I received the following e-mail message in regard to a recent issue featuring stories on parents who accidentally leave children to die in hot cars and the vanishing art of toupee-making:
Dead babies and toupees. Really?? Did someone TRY to think up the two feature articles most likely to make the reader flip to Tom Sietsema then throw the entire magazine into the recycling bin? Ugh.
Sitting right beneath that message in my inbox was this one:
I just want to tell you that the Washington Post Magazine is outstanding. I simply can not wait to pick it up and I read it from cover to cover. I enjoy Date Lab, restaurant reviews, and more.
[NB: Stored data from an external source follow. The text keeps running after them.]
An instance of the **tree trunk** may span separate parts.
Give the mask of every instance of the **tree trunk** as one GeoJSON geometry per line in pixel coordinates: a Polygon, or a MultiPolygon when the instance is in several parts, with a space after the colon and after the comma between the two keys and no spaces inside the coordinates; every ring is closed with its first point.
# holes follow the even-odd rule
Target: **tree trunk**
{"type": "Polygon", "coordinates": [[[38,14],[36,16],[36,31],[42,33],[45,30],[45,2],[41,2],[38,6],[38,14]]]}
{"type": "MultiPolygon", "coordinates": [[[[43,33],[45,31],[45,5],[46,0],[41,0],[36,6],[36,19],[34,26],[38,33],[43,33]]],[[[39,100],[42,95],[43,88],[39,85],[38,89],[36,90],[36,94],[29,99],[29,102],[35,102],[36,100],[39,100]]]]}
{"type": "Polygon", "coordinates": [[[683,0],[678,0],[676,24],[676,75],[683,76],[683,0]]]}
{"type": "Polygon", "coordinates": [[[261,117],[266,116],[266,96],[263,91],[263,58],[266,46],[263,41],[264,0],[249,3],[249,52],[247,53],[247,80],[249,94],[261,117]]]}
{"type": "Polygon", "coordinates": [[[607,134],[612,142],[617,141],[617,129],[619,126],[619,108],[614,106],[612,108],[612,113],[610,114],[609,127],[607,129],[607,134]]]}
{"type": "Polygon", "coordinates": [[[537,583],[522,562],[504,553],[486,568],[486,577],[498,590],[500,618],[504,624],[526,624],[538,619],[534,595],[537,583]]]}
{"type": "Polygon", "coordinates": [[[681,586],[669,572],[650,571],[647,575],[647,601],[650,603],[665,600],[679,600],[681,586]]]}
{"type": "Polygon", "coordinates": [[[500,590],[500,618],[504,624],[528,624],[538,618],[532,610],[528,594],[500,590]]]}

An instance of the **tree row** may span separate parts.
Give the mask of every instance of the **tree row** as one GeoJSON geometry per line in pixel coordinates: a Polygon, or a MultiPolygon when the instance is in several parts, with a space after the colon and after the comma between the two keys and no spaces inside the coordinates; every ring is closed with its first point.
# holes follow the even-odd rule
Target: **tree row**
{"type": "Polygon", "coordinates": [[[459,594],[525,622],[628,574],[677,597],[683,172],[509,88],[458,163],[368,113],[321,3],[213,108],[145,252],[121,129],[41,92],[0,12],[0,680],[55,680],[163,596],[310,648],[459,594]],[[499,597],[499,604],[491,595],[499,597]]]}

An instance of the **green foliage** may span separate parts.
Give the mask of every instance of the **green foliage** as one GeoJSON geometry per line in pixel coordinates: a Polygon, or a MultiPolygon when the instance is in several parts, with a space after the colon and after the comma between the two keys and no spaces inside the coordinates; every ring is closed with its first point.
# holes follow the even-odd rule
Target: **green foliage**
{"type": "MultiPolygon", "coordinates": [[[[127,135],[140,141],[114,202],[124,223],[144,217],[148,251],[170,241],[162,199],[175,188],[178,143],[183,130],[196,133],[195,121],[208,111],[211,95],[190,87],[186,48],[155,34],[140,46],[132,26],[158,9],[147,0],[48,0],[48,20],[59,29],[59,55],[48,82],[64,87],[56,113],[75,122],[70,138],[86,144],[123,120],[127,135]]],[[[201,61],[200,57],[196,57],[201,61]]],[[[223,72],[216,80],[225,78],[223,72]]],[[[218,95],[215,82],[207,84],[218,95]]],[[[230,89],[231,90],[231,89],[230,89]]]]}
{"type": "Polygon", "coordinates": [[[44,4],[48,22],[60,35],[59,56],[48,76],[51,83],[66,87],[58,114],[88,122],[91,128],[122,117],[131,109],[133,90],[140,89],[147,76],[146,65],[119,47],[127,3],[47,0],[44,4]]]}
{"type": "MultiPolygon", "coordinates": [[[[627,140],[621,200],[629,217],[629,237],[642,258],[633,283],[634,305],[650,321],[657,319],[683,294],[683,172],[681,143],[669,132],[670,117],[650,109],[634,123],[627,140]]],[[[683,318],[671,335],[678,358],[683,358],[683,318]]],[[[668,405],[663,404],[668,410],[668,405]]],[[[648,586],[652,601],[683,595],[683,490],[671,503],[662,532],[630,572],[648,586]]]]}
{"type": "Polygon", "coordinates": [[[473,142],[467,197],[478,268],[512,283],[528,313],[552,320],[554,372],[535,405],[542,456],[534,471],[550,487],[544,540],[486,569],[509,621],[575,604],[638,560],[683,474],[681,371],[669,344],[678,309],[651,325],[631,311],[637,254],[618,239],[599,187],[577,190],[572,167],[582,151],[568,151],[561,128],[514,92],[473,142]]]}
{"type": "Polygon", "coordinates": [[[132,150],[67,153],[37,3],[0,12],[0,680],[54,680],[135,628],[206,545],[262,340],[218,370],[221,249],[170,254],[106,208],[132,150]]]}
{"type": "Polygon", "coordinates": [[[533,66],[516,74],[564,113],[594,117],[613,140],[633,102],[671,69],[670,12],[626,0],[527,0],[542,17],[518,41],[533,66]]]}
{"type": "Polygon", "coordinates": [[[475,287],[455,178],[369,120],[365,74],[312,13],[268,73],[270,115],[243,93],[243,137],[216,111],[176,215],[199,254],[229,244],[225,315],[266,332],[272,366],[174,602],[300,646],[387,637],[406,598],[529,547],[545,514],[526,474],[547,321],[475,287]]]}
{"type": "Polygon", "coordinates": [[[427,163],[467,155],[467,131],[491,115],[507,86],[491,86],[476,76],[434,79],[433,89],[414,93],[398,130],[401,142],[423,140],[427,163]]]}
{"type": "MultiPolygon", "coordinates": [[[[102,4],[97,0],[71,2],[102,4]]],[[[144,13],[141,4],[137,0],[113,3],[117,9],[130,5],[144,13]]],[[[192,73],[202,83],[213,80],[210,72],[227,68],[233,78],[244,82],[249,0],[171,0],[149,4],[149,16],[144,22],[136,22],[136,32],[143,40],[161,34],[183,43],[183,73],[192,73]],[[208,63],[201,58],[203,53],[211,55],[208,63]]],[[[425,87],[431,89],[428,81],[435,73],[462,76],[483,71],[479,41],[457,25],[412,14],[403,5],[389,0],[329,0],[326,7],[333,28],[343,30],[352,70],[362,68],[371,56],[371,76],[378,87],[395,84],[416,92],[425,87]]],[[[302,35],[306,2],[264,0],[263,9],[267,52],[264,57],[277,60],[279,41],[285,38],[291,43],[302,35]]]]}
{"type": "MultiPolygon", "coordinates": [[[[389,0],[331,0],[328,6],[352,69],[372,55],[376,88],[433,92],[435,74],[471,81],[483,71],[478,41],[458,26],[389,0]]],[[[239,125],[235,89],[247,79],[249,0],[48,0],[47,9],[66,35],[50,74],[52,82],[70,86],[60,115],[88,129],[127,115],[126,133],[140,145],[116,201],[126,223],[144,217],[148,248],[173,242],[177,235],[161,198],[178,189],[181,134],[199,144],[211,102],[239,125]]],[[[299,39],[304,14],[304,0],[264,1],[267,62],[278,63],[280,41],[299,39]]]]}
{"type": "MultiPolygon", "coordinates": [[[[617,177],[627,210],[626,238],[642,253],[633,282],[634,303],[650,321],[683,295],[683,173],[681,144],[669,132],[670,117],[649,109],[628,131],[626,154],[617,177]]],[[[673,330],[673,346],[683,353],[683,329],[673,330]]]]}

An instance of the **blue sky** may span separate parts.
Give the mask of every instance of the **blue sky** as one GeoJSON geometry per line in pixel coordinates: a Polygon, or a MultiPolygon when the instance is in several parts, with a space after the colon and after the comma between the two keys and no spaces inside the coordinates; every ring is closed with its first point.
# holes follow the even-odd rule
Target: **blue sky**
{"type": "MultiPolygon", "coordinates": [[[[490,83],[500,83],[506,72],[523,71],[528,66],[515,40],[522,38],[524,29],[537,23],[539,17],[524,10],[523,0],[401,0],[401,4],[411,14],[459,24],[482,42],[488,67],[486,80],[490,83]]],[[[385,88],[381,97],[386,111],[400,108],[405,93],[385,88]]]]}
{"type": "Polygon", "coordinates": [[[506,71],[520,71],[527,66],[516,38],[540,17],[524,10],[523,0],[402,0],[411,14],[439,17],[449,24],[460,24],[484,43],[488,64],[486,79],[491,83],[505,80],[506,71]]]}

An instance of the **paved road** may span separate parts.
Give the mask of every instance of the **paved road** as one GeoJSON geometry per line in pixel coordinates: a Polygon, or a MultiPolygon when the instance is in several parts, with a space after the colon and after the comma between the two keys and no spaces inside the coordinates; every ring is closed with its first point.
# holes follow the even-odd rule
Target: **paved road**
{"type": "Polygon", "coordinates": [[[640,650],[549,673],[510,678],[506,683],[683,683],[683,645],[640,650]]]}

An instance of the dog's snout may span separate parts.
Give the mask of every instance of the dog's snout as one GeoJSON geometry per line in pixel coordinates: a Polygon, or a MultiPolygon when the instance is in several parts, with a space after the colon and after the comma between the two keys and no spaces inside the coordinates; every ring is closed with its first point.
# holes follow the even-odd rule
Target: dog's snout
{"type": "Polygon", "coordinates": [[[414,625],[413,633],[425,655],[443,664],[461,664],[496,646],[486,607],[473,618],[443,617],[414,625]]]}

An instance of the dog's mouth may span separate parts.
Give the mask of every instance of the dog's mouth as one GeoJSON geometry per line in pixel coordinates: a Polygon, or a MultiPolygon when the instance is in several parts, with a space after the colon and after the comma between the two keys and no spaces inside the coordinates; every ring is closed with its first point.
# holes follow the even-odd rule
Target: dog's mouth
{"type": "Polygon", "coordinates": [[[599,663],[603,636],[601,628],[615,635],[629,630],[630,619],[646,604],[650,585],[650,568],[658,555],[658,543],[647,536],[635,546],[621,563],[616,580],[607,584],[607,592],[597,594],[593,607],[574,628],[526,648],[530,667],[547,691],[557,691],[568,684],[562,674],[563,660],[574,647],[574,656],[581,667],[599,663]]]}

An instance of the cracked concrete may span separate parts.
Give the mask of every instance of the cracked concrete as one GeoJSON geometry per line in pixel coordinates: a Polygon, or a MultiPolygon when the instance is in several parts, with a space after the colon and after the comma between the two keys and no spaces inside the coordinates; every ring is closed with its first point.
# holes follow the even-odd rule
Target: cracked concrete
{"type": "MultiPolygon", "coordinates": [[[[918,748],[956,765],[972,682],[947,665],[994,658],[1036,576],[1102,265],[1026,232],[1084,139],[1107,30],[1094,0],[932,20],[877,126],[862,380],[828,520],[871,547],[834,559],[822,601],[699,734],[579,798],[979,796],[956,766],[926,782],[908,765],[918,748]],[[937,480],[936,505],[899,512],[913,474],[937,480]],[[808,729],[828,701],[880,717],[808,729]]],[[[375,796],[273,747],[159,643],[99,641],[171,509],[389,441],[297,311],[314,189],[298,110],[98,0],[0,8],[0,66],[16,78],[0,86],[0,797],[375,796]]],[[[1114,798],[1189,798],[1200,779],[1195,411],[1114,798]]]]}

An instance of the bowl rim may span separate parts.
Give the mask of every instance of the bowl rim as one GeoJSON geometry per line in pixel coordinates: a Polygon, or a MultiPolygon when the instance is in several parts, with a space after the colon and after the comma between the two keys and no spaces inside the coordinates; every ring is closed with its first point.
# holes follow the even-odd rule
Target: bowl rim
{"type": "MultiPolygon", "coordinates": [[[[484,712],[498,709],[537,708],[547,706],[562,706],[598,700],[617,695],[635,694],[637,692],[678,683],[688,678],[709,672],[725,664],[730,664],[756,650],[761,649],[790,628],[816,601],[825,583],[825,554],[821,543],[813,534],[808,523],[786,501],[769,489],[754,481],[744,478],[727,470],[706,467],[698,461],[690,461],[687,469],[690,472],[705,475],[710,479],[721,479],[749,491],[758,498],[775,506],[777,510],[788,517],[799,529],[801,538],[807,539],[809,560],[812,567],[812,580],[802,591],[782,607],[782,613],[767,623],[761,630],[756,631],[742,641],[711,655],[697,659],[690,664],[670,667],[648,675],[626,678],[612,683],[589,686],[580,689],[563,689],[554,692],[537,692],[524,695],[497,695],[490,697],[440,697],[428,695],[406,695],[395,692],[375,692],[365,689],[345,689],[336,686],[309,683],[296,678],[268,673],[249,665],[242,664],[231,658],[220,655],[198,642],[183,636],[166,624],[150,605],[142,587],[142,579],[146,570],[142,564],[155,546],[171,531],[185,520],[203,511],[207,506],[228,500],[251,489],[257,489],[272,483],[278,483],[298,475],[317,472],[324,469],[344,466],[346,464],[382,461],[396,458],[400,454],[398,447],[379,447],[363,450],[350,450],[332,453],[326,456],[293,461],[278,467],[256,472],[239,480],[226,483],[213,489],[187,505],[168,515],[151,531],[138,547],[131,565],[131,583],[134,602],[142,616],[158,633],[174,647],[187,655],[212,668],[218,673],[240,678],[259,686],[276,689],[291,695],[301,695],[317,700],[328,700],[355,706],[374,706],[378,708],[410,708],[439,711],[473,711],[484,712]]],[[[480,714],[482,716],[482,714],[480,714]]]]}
But the articles of particular interest this time around were the features on the deaths of children in car seats and hair loss restoration.
But wait, there's more! Two other pairs of e-mails received one on top of the other . . .
About this column:
- A daily newspaper magazine should not have an "editor's note" in the front -- that's not even that welcome in the big glossies. But in a newspaper Sunday magazine -- a note from the editor? That just seems egotistical.
- Enjoy your column every week (Weingarten's, too) but this week was particularly good. Really hit home for me.
About Second Glance:
- Since when do readers of the Magazine want to participate in a children's game -- such as the "find the difference in the pictures" thing? Why on earth is that there?
- One of the highlights of my busy week is getting the Washington Post Magazine on Saturday morning and solving the Second Glance puzzle. This has become a sacred weekly ritual. If this feature were ever discontinued, my Saturdays would seem bleak and I would likely feel destitute.
Maybe this is obvious: Everyone's tastes are different, and in many cases, diametrically opposed. Something Person A loves, Person B is bound to detest. Just look at recent national political campaigns. Extreme polarity has become a defining characteristic of American life. Apparently, the only thing anyone agrees on is Tom Sietsema's Dining column.
Our dilemma as a magazine staff is that we're not happy with pleasing a plurality of readers. Or even a majority. We want everyone to be happy. Of course, that's not likely to happen any given week (see above). But our strategy is to persist through time, and over a great diversity of topics. The goal is to provide readers an intimate experience of the people, places, ideas and events that characterize the Washington region, in a way they can't find anywhere else.
I'm sure you won't hesitate to let us know how we're doing.